As traumatic learning encounters go, work experience is pretty tame compared to being mugged at knifepoint. Still, it remains something of an adolescent curve ball. Having gone through the first ordeal last week, my 16-year-old son is now obliged to cope with the second. In a proper, big office. At a proper, big newspaper. And he is quite nervous about it.

“What will I do at lunchtime?” he asks his older sister, who went through the ritual two years ago. She looks at him as if she had gone through an experience far, far out of his comfort zone. “You will eat alone,” she decrees. Really? I think. “Every day. I ate alone.” A terrible silence descends over the kitchen.

“I’m sure people will be nice to you,” I say brightly. I can almost see him squaring his shoulders, preparing for endless days of getting lost and solitary dining.

Still, at least they will be clad in a proper suit. The shoulders, that is. “I will wear this to work experience,” he solemnly announced a fortnight ago, unwrapping his birthday present.

Since 2013, the Department of Education has insisted that every secondary school student, typically in Year 10 or 11, must spend a week pretending to be an employed adult. They are meant to stop panicking about triple science and their German reading assessment and suddenly get their heads around something so daunting and distant that it hardly seems plausible – the prospect of a career.

As for finding a placement, there seems to be two options. First, there is pot luck, which can in fact be remarkable – I worked in a school for children with special needs during my work experience, and had an unforgettable week. Second, there is the age-old method of tapping up the parental friend, which can (but not always) result in hours of photocopying and a spot of walking the office dog.

My son is lucky; a lovely mate at a Sunday magazine has offered him a week involving real tasks. At this office, the so-called “workies” actually do more than measure out their life in coffee spoons.

Still, he is going to have to be resourceful. When at the BBC, I had a lot of workies with me, and quickly realised that if I had one who was smart enough to want to do something other than spot celebrities, they would get through the photocopying very quickly. Hosting a workie is a bit like holding a child’s birthday party; you think the games will take ages, but Pass the Parcel is over in a trice and you are constantly faced with the issue of what to do next.

Being the workie, however, is all about second-guessing your boss and coming up with new, ingenious ways of avoiding the coffee run. What it is not about, by the way, is smoking, SnapChatting, loudly laughing at what people in their fifties are wearing, reading or listening to, getting off with anyone, or joining in with office life so vigorously that you end up passing out in a drunken coma in the gents (to her horror, this was the work “experience” of the young progeny of a friend of mine).

Of course, if it’s you that’s facing a week with one of your friend’s children, the crucial thing is to remember to be kind. Be nice to them on the way up, as the saying goes, and hopefully they will do the same as they glide past you on the career elevator.

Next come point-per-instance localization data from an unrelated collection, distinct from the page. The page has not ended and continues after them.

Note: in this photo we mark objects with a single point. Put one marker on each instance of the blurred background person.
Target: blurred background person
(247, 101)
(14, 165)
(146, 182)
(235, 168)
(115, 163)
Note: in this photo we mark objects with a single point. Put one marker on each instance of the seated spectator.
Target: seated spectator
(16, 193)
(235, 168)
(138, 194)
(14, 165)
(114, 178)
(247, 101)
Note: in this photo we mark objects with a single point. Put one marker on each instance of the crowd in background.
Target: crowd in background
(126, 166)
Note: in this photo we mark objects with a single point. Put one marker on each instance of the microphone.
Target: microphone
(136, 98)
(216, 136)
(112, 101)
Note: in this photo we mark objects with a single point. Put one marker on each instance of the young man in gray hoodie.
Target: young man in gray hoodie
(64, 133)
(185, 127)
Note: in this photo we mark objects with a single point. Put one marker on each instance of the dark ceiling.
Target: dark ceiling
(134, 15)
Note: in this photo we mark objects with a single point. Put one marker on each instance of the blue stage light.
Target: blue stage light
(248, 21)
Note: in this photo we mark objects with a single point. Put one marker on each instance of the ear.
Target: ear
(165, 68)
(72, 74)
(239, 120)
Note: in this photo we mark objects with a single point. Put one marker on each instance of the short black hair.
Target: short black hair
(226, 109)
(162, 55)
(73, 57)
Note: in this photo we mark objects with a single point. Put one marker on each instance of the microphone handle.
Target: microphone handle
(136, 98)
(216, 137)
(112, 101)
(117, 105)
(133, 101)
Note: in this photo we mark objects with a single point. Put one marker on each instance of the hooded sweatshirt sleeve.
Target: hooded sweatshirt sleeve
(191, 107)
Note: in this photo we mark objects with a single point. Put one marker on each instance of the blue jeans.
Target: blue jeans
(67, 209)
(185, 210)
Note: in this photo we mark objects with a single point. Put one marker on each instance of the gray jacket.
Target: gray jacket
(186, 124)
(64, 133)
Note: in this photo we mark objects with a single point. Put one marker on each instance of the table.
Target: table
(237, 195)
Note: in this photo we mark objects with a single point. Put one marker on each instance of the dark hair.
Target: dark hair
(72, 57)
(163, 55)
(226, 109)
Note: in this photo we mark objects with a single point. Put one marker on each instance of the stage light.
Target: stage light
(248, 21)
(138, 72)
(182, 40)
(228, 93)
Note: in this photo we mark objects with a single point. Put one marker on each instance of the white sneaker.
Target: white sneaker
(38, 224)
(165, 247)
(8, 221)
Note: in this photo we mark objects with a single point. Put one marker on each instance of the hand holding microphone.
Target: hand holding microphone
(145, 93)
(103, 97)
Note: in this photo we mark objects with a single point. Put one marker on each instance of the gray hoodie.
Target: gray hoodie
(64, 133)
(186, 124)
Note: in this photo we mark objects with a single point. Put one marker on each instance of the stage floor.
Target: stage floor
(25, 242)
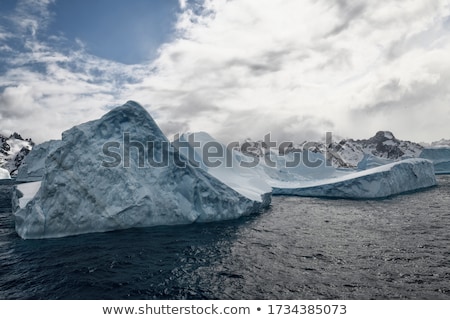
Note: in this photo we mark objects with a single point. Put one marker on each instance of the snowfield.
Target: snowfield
(4, 174)
(440, 156)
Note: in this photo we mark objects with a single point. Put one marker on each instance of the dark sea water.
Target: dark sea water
(300, 248)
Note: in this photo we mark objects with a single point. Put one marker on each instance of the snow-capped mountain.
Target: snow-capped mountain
(384, 145)
(442, 142)
(13, 150)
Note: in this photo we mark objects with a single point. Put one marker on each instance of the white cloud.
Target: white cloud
(244, 68)
(182, 4)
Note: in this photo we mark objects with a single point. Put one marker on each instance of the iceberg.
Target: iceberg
(440, 156)
(97, 180)
(4, 174)
(380, 182)
(224, 164)
(32, 167)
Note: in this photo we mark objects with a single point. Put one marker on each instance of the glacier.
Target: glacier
(440, 156)
(83, 190)
(383, 181)
(377, 177)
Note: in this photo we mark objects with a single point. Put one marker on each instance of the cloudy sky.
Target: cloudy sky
(235, 69)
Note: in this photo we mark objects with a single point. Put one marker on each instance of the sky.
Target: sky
(235, 69)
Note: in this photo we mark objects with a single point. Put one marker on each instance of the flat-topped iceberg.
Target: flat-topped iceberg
(383, 181)
(99, 178)
(440, 156)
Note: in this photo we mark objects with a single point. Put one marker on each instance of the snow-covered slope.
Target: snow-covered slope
(84, 191)
(384, 145)
(4, 174)
(13, 149)
(440, 156)
(398, 177)
(225, 166)
(32, 167)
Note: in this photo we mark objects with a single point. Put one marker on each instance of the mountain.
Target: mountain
(384, 145)
(89, 185)
(13, 150)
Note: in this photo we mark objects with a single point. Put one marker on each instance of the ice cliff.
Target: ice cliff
(440, 156)
(32, 167)
(383, 181)
(85, 188)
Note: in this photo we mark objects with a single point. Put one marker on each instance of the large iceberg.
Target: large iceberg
(305, 173)
(440, 156)
(99, 178)
(383, 181)
(4, 174)
(224, 164)
(32, 167)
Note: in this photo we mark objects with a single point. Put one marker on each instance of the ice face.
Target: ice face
(225, 165)
(440, 156)
(32, 168)
(4, 174)
(83, 190)
(383, 181)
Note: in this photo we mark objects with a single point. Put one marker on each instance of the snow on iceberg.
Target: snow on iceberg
(24, 192)
(32, 167)
(440, 156)
(383, 181)
(85, 190)
(4, 174)
(224, 164)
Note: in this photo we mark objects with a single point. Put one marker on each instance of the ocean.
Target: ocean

One of the best workies I ever had was a young man called Andrew Bailey. He had the fortune to be with me in the BBC’s newsroom when I was pregnant with this same teenage son, and suffering from morning sickness. It was a busy week in the arts world and I realised he had a brilliant nose for showbiz stories. Well, I considered, why look a gift work experience student in the mouth? It was work, and I was giving them an experience.

“I’m just going to have a biscuit. Why don’t you do all the interviewing?” I became accustomed to saying, weakly, as we went off to the Brit Awards, the opening of Mamma Mia, press conferences at the Arts Council of England, and so on. “Don’t mind if I do,” he would say, swiftly grabbing the microphone.

That was 17 years ago. I met him again yesterday morning when I was reviewing the papers at Sky News. He strolled in, one of the new senior news editors at the channel. I always knew he would go far.